Everybody's gonna jump for joy.”

-Bob Dylan

It was the night before Christmas and I was sleeping on the couch again. I slept on the couch a lot, but on Christmas Eve the act of being exiled to the couch brought about a bit more shame than usual. My wife and daughter had gone to bed and my job was to put all the presents under the tree and eat the chocolate chip cookies left for Santa. It hadn’t been a particularly good year. In order to have money for presents I had to put my winter tour of coffee houses and State Colleges on hold and pick up a seasonal job working the graveyard shift in a mail processing plant. The heavy influx of parcels and Christmas cards forced the Post Office to hire some temporary help each year. It was easy work and it paid well for a temp job so I guess that wasn’t so bad.
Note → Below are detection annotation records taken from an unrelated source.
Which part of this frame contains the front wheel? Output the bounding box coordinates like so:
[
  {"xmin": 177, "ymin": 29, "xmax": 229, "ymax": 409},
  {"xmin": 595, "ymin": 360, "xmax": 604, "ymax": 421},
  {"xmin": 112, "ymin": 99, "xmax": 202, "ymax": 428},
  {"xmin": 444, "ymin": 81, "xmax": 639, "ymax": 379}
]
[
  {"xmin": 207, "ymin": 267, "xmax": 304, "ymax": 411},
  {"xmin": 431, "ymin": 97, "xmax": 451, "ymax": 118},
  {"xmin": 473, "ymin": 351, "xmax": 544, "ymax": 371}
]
It was through that third shift my wife and I had gotten used to not sleeping in the same bed, at least at the same times. My daughter who was four at the time took this opportunity to crawl into bed with my wife each night, and my wife always enjoyed the closeness of the mother-daughter relationship. When the job finally ended the day before Christmas I was sort of the odd man out in the bed department and took refuge on the couch. These sorts of things were never really discussed or argued about. It was just that everybody knew their place.


I was faced with my usual sleeplessness compounded by my body’s biorhythms being all sorts of out of whack from the overnighters. These were the times when I wondered the most. I wondered about time travel and lost chances. I wondered about what my life would be like if my wife hadn’t gotten pregnant on our fifth date, and I wondered how long it would take before I screwed that poor little girl up. When the world quieted down the most, and there was nothing left to drown out the old tapes playing in my head is when the regrets disguised as nostalgia came tumbling out of me.
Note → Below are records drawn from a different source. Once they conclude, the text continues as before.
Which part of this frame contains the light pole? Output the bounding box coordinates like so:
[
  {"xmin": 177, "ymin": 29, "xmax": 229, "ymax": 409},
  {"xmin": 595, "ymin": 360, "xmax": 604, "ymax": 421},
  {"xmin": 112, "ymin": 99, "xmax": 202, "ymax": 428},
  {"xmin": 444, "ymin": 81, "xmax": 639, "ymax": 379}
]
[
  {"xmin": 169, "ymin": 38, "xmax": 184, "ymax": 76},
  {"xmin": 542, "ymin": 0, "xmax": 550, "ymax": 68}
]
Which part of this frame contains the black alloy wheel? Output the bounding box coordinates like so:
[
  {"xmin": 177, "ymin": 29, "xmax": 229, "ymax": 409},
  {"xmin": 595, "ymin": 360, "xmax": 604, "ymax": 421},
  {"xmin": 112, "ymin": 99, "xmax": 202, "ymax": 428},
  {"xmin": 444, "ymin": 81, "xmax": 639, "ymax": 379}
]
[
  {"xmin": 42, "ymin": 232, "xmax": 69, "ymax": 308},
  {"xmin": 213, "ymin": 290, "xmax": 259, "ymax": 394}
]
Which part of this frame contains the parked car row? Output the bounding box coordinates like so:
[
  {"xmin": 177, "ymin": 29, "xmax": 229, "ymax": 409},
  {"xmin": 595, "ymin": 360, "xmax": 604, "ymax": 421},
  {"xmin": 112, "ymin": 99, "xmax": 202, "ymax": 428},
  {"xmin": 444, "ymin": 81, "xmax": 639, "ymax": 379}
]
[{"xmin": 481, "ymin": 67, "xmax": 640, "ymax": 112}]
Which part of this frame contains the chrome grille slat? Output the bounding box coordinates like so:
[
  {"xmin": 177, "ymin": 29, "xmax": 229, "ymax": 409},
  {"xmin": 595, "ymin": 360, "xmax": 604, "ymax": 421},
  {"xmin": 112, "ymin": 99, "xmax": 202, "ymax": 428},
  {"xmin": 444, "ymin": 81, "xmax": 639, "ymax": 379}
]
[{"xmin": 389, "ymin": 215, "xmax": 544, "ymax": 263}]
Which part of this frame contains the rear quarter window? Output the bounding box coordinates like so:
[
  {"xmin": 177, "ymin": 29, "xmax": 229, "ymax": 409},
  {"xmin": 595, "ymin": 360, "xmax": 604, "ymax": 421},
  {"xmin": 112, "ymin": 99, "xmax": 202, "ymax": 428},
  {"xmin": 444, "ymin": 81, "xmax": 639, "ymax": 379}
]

The presents were under the tree and I had finally fallen asleep. It must have been about three in the morning when Addie came slumbering out into the living room. Her eyes were still a sleep filled mess and she came right to the couch and lay down beside me. I was panicked that she was going to notice the presents and want to start the Christmas festivities in the cold darkness, but she just wanted her daddy. I was always amazed at Addie’s love for me. How she simply refused to not love me no matter how much I hated myself.


It was exactly 6:30am when I got up to pee. Addie and I were awake most of the night. It’s hard to sleep 2 on a sofa, even when one of them is just a peanut of a girl. I was still surprised that she hadn’t noticed the presents sitting under the tree no more than six feet from where we lay. I had a wonderful idea as I got up to go to the bathroom. I pretended to trip over one of the presents. This simple act had the most profound effect on my daughter. I acted shocked to see the gifts, hopping around on one foot as if I had seriously injured my big toe on one of the wrapped presents. Addie was stumped. She was positive there were no gifts when she stumbled into the living room a few hours ago, and she lay restless on the couch ever since.


In the many years since she never hesitated to tell her friends about how she could prove Santa Clause really existed. How he magically snuck in the house and put presents under the tree as she lay, mostly awake, no more than six feet away. That kind of magical belief has been with her ever since, in all different areas of her life. Now at eleven years old she is the last kid in her class who still believes in things like Santa Clause and Faeries. I clung to this innocence of hers for so many years now. I was never able to tell her the truth about that night. Every Christmas since I thought about telling her, but I felt if I could just keep up that illusion a little longer I would be able to maintain my hold on her childhood. It was like her belief in Santa was some tangible evidence that she was, indeed, still just a child. She was still my little girl.